MergeVQ: A Unified Framework for Visual Generation and Representation with Token Merging and Quantization

Siyuan Li1,3∗ Luyuan Zhang2∗ Zedong Wang4 Juanxi Tian3 Cheng Tan1,3 Zicheng Liu1,3 Chang Yu3 Qingsong Xie5† Haonan Lu5 Haoqian Wang2 Zhen Lei6,7,8†
1Zhejiang University 2Tsinghua University 3Westlake University 4The Hong Kong University of Science and Technology 5OPPO AI Center 6CAIR, HKISI-CAS 7Institute of Automation, CASIA 8University of Chinese Academy of Sciences

Abstract

Masked Image Modeling (MIM) with Vector Quantization (VQ) has achieved great success in both self-supervised pre-training and image generation.
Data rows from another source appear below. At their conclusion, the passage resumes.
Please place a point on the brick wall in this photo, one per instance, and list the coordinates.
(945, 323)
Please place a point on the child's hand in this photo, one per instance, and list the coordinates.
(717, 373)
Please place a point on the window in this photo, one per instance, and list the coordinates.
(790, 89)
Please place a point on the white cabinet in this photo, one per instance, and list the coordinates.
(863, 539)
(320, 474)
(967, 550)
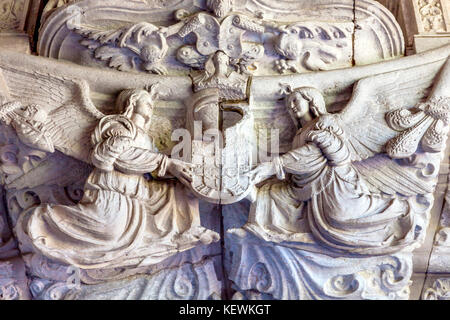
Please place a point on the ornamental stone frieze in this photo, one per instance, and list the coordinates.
(245, 149)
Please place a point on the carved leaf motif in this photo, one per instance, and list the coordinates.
(115, 57)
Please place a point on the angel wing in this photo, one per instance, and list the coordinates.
(367, 131)
(363, 119)
(67, 115)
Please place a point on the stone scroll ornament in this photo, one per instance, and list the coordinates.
(124, 219)
(171, 37)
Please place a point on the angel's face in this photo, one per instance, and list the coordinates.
(298, 107)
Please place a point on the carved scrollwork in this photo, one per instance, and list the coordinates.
(432, 15)
(440, 290)
(124, 47)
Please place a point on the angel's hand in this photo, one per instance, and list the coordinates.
(181, 170)
(262, 172)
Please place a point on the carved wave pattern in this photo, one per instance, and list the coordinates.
(286, 274)
(188, 282)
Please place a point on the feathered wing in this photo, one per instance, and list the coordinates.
(367, 132)
(72, 116)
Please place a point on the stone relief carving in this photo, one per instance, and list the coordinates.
(12, 14)
(258, 37)
(335, 213)
(146, 221)
(431, 15)
(439, 291)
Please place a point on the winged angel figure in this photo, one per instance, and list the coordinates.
(360, 181)
(123, 218)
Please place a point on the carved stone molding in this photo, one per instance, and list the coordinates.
(260, 37)
(425, 23)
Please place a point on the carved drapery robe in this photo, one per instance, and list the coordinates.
(324, 195)
(123, 219)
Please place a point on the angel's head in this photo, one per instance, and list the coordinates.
(135, 102)
(306, 102)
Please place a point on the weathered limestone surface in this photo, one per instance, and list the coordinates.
(216, 149)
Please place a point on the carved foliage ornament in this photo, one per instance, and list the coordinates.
(245, 34)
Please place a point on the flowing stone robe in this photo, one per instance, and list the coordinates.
(122, 218)
(325, 195)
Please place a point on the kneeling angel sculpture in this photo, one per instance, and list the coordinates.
(124, 219)
(359, 181)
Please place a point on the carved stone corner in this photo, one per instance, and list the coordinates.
(18, 23)
(425, 24)
(13, 280)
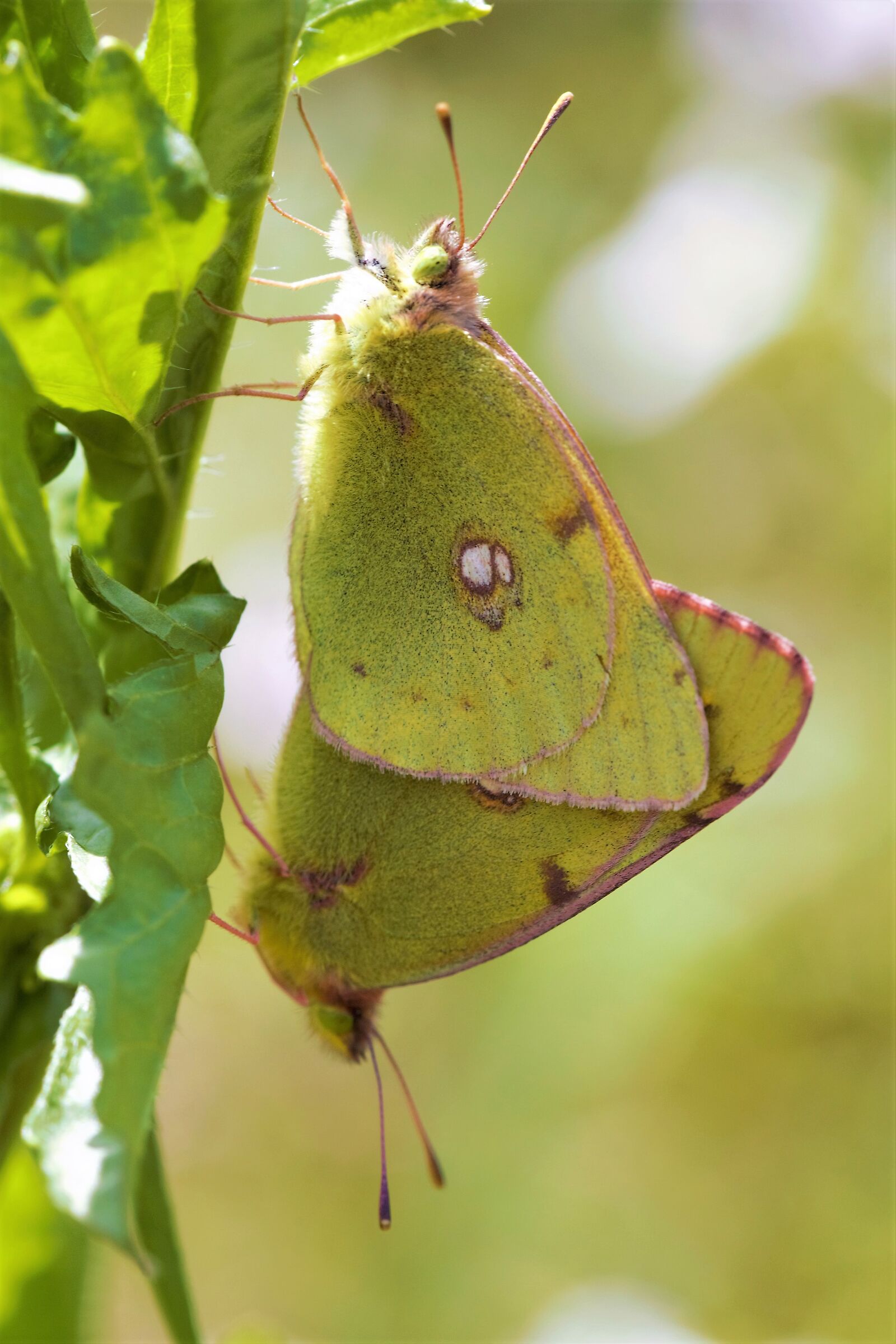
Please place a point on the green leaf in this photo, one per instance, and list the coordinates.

However, most existing methods struggle to address the trade-off in the shared latent space for generation quality vs. representation learning and efficiency. To push the limits of this paradigm, we propose MergeVQ that incorporates token merging techniques into VQ-based generative models to bridge the gap between image generation and visual representation learning in a unified architecture. During pre-training, MergeVQ decouples top-k semantics from latent space with the token merge module after self-attention blocks in the encoder for subsequent Look-up Free Quantization (LFQ) and global alignment, and recovers their fine-grained details through cross-attention in the decoder for reconstruction. As for second-stage generation, we introduce MergeAR which performs KV Cache compression for efficient raster-order prediction. Extensive experiments on ImageNet verify that MergeVQ as an AR generative model achieves competitive performance in both visual representation learning and image generation tasks, while maintaining favorable token efficiency and inference speed.

Introduction

Vector Quantization (VQ) has emerged as a widely adopted technique in visual tasks. Nevertheless, existing methods often encounter challenges that impede their effectiveness. In response, we present MergeVQ, a revolutionary solution designed to overcome these limitations. Our approach recognizes the complementary nature of representation learning and generation, and it leverages this synergy by decoupling and recovering semantics during the encoding and reconstruction processes.

MergeVQ introduction

The contributions of MergeVQ are multifaceted. Firstly, it effectively decouples semantic tokens and the source matrix, enabling a more refined and efficient representation of visual data. Secondly, it addresses the longstanding challenges associated with VQ training, leading to improved stability and performance. Finally, MergeVQ achieves state-of-the-art results in both visual generation and representation learning tasks, demonstrating its superiority over existing methods.

Learning Paradigm

3.1 MergeVQ Framework

The MergeVQ framework is a comprehensive solution that encompasses token merge encoding, quantization, token recovery, and reconstruction. Each component plays a crucial role in enabling efficient and effective visual generation and representation learning.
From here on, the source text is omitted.